To examine how the previously identified interneuron subtypes are represented across the three studies, we tested the similarity of each pair of subtypes across datasets using HVGs. This was done by alternately considering each subtype as the positive training set, and each other subtype as the test set, answering questions of the class, e.g., “How well does the Zeisel_Int1 HVG expression predict the identity of the Tasic_Smad3 subtype relative to all interneurons in the Tasic data? How well does Tasic_Smad3 HVG expression predict Zeisel_Int1 identity relative to all other interneurons in the Zeisel data?”. Each subtype ranges in incidence from 1-24% of the total number of cells within its own dataset, well within the range of the sensitivity of MetaNeighbor as established above. For each genetically-targeted interneuron type profiled by Paul et al., we find a reciprocal best match in the pre-existing data: Paul Sst-Nos1/Tasic Sst-Chodl (AUROC=1), Paul ChC/Tasic Pvalb-Cpne5 (AUROC=0.99), Paul Sst-CR/Tasic Sst-Cbln4 (AUROC=0.98), Paul Pv/Tasic Pvalb-Wt1 (AUROC=0.96), Paul Vip-CR/Tasic Vip-Chat (AUROC=0.96), Paul Vip-Cck/Tasic Vip-Sncg (AUROC=0.95) (Figure 4, all scores in Supplementary Table 3). In addition, expanding our criteria to include all reciprocal best matches, and those with AUROC scores >=0.95, we find additional matches for the Paul subtypes, as well as correspondence among five subtypes that were assessed only in the Tasic and Zeisel data: Tasic Smad3/Zeisel Int14 (AUROC=0.97), Tasic Sncg/Zeisel Int6 (AUROC=0.95), Tasic Ndnf-Car4/Zeisel Int15 (AUROC=0.95), Tasic Igtp/Zeisel Int13 (AUROC=0.94) and Tasic Ndnf-Cxcl14/Zeisel Int12 (AUROC=0.91). Overall we identified 11 subtypes representing 24/45 (53%) types (Figure 4A), with total n for each subtype ranging from 25-189 out of 1583 interneurons across all datasets (1.5-11%). Our corresponding subtypes also confirm the marker gene analysis performed by Tasic et al. (Supplementary Table 3), without requiring manual gene curation. Because we quantify the similarity among types we can prioritize matches, and use these as input to MetaNeighbor for further evaluation.

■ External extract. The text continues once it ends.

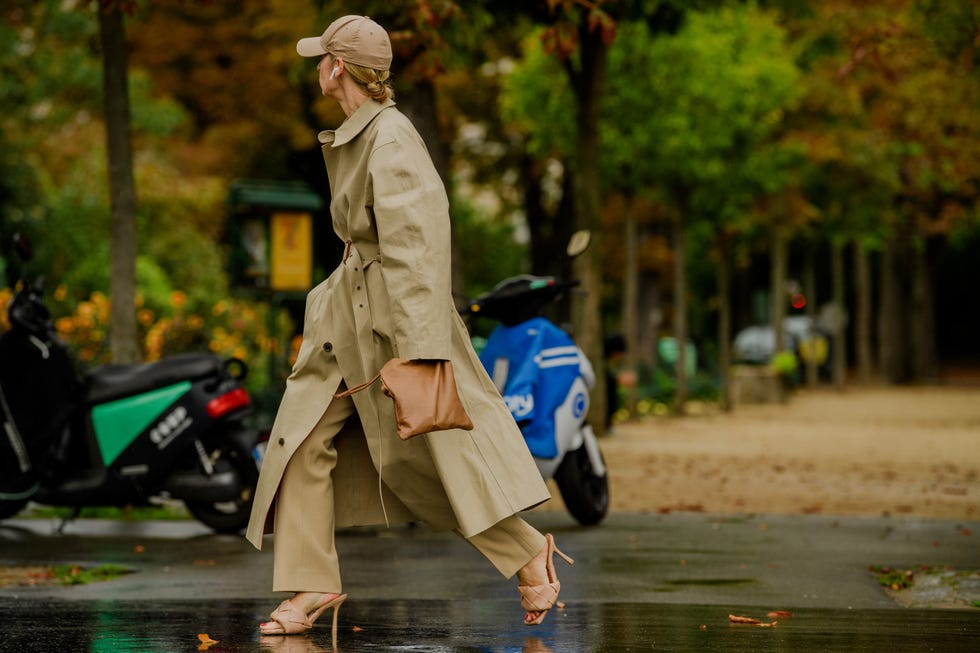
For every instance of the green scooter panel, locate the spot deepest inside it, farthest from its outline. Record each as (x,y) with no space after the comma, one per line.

To assess cell identification more broadly, we ran MetaNeighbor with these new across-dataset subtype labels, measuring predictive validity across all gene sets in GO (Figure 4B). The distribution of AUROC scores varied across subtypes but we found that the score from the high variability gene set was representative of overall trends, with high performing groups showing higher mean AUROC scores over many gene sets. Both the high mean AUROCs across all putative replicate subtypes, and the similarity of maximum performance suggest that distinctive gene co-expression can be observed in each subtype (max AUROC=0.92 ± 0.04). As with previous tasks, we found little difference in average AUROCs using functional gene sets compared to random sets (mean AUROCRandom=0.67 ± 0.06, mean AUROCGO=0.68 ± 0.1). Top performing GO groups for each of the 11 replicate interneuron subtypes were primarily related to neuronal function, which is expected due to the large size of these gene sets and their likelihood of expression and variation in these cells (Figure 4C).

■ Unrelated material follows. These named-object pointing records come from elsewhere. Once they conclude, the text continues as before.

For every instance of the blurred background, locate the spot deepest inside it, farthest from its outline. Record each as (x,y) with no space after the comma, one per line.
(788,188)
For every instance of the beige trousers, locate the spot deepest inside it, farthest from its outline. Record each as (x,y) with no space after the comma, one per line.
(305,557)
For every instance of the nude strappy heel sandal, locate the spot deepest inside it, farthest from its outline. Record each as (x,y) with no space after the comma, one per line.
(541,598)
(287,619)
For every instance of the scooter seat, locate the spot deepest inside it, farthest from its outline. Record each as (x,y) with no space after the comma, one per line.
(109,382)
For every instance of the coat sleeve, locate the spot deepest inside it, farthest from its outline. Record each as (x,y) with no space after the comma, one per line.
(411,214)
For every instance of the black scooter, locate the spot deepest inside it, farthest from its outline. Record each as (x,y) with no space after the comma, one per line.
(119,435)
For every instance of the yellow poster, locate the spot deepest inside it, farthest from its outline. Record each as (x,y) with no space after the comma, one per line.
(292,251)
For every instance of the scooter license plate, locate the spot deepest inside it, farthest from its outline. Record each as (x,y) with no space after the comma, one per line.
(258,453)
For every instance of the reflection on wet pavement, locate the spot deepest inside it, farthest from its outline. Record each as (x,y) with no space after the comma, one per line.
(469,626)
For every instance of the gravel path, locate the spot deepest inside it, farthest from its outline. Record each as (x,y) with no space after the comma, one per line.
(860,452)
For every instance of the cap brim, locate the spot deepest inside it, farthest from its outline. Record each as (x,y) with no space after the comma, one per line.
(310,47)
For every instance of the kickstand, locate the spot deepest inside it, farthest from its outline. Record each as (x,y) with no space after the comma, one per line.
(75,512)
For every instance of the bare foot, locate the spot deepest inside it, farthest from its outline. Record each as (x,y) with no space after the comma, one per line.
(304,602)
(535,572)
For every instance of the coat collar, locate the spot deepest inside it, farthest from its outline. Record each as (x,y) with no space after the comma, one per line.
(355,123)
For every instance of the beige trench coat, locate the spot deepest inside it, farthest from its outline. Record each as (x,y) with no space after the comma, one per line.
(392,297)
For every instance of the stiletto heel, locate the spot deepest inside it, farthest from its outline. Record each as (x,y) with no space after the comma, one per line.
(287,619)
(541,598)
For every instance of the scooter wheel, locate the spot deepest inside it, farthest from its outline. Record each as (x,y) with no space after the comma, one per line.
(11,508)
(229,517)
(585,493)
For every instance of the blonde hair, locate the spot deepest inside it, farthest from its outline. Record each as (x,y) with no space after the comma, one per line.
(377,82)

These results suggest that highly variable gene sets can be used alongside pairwise testing and training as a heuristic to identify replicable subtypes for further evaluation. Indeed, while outside the scope of our primary analysis, we have found that re-analysis of tens of thousands of cells from mouse cortical and hippocampal pyramidal neurons11, 12, 20, retina6, 7 and human pancreas2, 3, 5, 43, 44 provide strong evidence for the broad applicability of this approach (detailed in the Supplementary Note).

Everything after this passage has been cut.